Volere

Voleva. Ci provava. Non bastava. Qualcuno avrebbe detto che in realtà poteva, forse la maggior parte. Era il solito mantra del volere è potere; del considerare la riuscita come solo frutto delle proprie azioni. Pura retorica. Come si poteva essere così orbi da trascurare le molteplici variabili esterne, così ciechi di fronte alla complessità. La sua formazione scientifica lo vincolava ad un pensiero razionale, lui e le sue volontà erano un ordine di grandezza inferiore alle variabili esterne. Si sentiva inetto, insufficiente tale da divenire inerme. Certo non era forte, non spiccava per caparbia e non era neanche portato ad incassare e resistere. La sua tendenza era a mollare, lasciar perdere, farsi abbattere. Era pavido. Lo schema che si profilava nella sua mente seguiva pochi semplici passi, sempre gli stessi. L’epifania di avere le capacità per uscire dalla propria situazione restando affascinato da un cambiamento, una nuova condizione. L’elaborazione laboriosa, del tutto personale, astratta ed esclusivamente nella propria immaginazione di un come e della visione paradisiaca del nuovo avvenire. Fino allo scontro con la cruda realtà, dover uscire dalla propria testa, fucina di illusioni e luogo di evasione. Sopraggiungeva l’inadeguatezza, il dubbio, era sempre stato un asso della teoria ed al contempo un disastroso uomo di azione. Il dubbio cominciava a figliare, al ritmo di un coniglio; germogliava come spore, dando luogo, come nei parassiti, a mille funghi, virus che lo assorbivano e lo depotenziavano. Come un cervello in avaria veniva deviata la propria capacità critica. A tal punto gli si presentavano due strade, la prima così sicura, confortevole ed agognata, la fuga, il semplice voltarsi, rifiutare l’azione e rassicurarsi nel pensiero che in fin dei conti non è che fosse così vero che desiderasse ciò che fino a poco prima bramava con ardore. La seconda era quella più dura ma anche più conciliatoria, indulgente… la finzione. L’artificiosa messa in opera di una pseudo azione fallimentare atta al solo scopo di giustificare la sconfitta nel prossimo avvenire. Non si poteva dire che non avesse tentato.

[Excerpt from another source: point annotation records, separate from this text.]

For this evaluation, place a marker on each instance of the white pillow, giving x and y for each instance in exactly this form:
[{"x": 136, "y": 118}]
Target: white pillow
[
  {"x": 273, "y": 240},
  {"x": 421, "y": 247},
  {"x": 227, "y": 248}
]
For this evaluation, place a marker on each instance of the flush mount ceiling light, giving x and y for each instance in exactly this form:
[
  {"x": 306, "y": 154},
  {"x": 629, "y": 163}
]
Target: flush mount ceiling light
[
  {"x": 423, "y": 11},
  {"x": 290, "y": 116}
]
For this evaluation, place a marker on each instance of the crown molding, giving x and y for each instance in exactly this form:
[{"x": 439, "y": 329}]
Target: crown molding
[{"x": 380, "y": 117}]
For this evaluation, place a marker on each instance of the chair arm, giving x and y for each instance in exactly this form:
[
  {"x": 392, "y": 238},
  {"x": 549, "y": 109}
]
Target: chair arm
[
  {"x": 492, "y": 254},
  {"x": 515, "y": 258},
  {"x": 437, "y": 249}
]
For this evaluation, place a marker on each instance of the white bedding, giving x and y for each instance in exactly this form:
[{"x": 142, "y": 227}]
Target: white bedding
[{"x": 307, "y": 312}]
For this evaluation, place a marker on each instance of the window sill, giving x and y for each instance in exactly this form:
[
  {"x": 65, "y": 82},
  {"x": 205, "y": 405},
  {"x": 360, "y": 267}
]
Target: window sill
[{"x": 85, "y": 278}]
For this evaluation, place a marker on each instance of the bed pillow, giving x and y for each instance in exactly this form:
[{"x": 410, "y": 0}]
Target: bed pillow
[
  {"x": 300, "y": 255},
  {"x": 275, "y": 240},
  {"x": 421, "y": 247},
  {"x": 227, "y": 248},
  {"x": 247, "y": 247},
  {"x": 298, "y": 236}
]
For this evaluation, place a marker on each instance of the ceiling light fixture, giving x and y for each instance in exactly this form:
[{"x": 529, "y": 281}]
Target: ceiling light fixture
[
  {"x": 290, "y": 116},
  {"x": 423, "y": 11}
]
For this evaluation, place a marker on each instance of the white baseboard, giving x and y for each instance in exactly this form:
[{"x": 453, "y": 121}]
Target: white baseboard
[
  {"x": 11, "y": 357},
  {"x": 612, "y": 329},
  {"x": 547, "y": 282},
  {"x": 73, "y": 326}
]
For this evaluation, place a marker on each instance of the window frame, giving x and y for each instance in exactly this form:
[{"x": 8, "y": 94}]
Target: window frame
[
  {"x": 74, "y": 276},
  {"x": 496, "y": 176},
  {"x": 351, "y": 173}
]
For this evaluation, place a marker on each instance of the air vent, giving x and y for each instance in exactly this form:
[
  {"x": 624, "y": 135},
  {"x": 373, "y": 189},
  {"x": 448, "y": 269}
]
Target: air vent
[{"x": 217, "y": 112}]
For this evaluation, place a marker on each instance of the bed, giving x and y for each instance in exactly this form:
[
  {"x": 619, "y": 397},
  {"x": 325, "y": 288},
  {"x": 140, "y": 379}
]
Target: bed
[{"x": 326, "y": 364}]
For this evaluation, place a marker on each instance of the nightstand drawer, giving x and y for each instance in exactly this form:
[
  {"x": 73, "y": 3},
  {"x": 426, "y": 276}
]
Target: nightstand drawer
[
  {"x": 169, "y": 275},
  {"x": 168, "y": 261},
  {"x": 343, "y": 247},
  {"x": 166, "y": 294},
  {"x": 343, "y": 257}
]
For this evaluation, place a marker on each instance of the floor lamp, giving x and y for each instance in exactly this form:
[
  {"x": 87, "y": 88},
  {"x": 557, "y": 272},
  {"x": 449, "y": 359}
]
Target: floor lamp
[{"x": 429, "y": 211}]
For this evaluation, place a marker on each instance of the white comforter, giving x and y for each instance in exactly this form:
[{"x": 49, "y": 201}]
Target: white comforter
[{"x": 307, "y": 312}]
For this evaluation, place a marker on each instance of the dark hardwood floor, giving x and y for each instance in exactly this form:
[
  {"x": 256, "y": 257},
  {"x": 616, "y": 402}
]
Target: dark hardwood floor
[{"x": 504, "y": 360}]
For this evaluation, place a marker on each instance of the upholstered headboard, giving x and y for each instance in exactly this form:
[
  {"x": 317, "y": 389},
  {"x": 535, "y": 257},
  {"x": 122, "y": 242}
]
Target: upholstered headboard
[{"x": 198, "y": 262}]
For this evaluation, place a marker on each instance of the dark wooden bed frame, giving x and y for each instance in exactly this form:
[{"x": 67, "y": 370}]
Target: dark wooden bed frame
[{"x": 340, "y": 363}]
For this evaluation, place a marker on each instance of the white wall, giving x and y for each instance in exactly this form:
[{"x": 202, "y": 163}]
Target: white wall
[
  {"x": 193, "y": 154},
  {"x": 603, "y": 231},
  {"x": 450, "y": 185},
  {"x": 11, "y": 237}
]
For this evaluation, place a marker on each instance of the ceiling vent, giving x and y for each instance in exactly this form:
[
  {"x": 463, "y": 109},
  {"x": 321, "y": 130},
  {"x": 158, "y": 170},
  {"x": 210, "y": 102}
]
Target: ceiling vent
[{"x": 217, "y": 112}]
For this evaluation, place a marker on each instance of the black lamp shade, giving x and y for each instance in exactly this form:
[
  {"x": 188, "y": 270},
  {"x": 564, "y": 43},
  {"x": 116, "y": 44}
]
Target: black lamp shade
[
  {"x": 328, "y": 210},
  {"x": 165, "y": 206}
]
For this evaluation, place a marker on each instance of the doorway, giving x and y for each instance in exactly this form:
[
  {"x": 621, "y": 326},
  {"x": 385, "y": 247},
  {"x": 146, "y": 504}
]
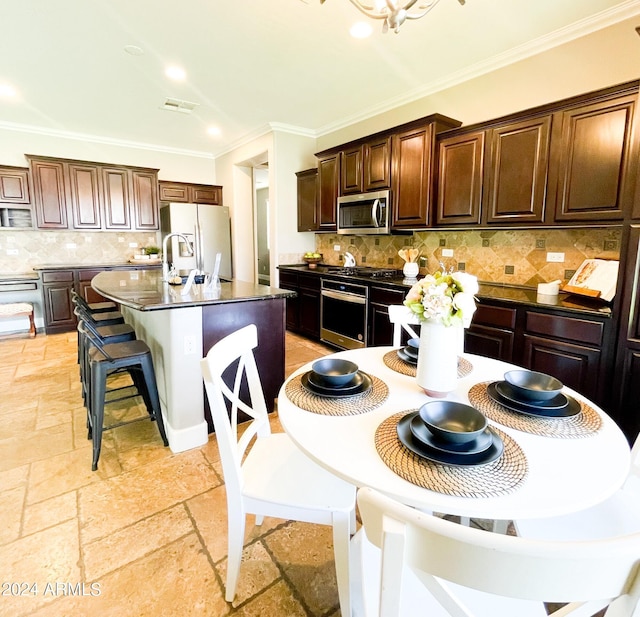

Tali strade si congiungevano a valle, in quel luogo in cui risiedo uno sconfitto, una specie di pianura grigia nelle tonalità dei colori, dal cielo cupo e monotono, ai prati incolti e trasandati. Lì al ridosso di uno acquitrino, lui, solo, come sempre ed ancora, con il consueto sguardo basso di chi spera poco ed il cui peso dei pensieri tende a chinargli il capo sempre più in giù. Fermo, immobile, inerte come un gas, pallido e moggio. L’unico accenno di espressione fioriva sulle labbra, non un sorriso, ma un leggero ghigno, come di chi l’avesse scampata per un pelo, di nuovo. Un ghigno di serenità e compiacenza, di chi tutto sommato trova piacere nell’ostacolarsi. Eccolo lì, a vederlo da lontano, lo sconfitto. Era un perdente. Forse ne andava fiero.